D.M.: Tak jak już powiedziałem, wszystko zweryfikuje boisko. Mamy drużynę której trzon stanowią zawodnicy doświadczeni z wieloletnim stażem w barwach Stali : Marcin Czaicki, Mariusz Sobala, Kamil Karcz, Łukasz Radomski ,Kamil Bezak oraz zawodnicy którzy udowodnili swoją wartość w poprzedniej rundzie i przedłużyli umowy na kolejny sezon: Konrad Kareta, Robert Pieczur, Cezary Ferfecki, Seweryn Pielichowski. Do tej grupy dołączyli zawodnicy młodzi, pracowici i ambitni, którzy chcą pokazać się w piłce seniorskiej na poziomie III ligi:Daniel Grabski, Marcin Mączka, Maciej Tonia, Damian Oczko, Marcin Szczurek, Paweł Szczepańczyk oraz zawodnicy którzy mimo młodego wieku zaliczyli już występy na szczeblu centralnymi i chcą pokazać, że zbyt szybko zostali odstawieni  w swoich poprzednich klubach: Tomasz Musioł i Kamil Bruchajzer. Jestem przekonany, że każdy z tych zawodników wniesie coś pozytywnego do drużyny.
 
SportoweBeskidy.pl: A jak wygląda atmosfera w drużynie BKS-u?

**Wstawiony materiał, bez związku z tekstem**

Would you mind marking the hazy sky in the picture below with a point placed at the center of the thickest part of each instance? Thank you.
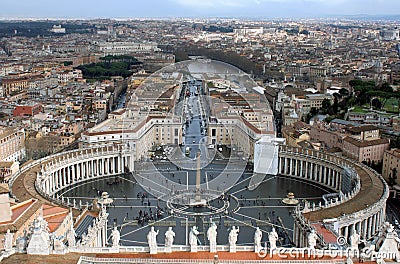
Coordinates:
(195, 8)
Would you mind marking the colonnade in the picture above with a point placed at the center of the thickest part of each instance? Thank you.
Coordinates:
(309, 169)
(327, 170)
(80, 166)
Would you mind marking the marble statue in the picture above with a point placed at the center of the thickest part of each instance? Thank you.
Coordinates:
(152, 240)
(58, 246)
(212, 237)
(193, 239)
(312, 239)
(233, 234)
(21, 243)
(169, 239)
(39, 243)
(115, 237)
(354, 240)
(8, 240)
(71, 237)
(272, 238)
(257, 240)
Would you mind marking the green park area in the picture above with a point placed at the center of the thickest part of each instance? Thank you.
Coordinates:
(109, 66)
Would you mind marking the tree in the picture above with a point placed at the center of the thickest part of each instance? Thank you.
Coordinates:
(376, 103)
(344, 92)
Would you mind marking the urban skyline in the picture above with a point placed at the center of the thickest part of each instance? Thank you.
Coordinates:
(255, 9)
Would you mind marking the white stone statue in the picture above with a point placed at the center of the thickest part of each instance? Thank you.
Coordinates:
(39, 243)
(193, 239)
(272, 238)
(152, 240)
(8, 240)
(233, 234)
(58, 246)
(71, 237)
(354, 240)
(169, 238)
(212, 237)
(312, 239)
(21, 243)
(257, 240)
(115, 237)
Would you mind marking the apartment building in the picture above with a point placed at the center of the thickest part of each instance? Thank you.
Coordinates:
(12, 144)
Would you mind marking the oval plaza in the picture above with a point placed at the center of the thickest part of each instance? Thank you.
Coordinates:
(194, 147)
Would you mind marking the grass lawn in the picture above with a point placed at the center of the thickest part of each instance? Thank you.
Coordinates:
(391, 104)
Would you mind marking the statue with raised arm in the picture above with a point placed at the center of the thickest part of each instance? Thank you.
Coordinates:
(272, 238)
(312, 239)
(152, 240)
(169, 239)
(354, 240)
(257, 240)
(8, 239)
(193, 239)
(212, 237)
(115, 237)
(233, 234)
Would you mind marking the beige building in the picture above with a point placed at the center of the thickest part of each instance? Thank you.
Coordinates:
(329, 137)
(391, 160)
(367, 150)
(141, 133)
(12, 144)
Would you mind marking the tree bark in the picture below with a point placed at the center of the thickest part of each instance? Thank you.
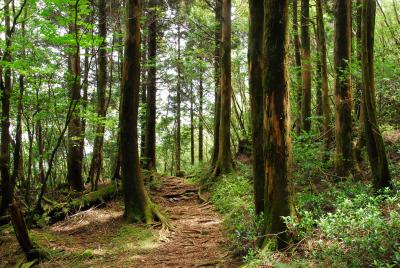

D.M.:  BKS zawsze słynął z bardzo dobrej atmosfery w drużynie i szatni. Myślę, że pod tym względem nic się tu nie zmieniło.
 
SportoweBeskidy.pl: W drużynie pojawiło się wielu młodych zawodników. Udźwigną oni ciężar III ligi?
D.M.: Muszą, nie mają wyjścia (śmiech). Na pewno dla zawodników, którzy grali wcześniej w IV lidze będzie to spory przeskok, ale dla nich będzie to pozytywny bodziec, aby dać z siebie wszystko. 
 
SportoweBeskidy.pl: Wyniki ostatnich sparingów nie mogą być dla trenera satysfakcjonujące, jednak czy można to wytłumaczyć zgrywaniem się drużyny?
D.M.: Na pewno tak, choć każdy trener życzyłby sobie zwycięstw. Tragedii jednak nie robimy, wyciągamy wnioski.
 
SportoweBeskidy.pl: Cel na rundę wiosenną? 
D.M.: Zawsze powtarzam, że jak najlepsza gra w każdym najbliższym meczu, aby jak najszybciej zapewnić sobie utrzymanie w III lidze.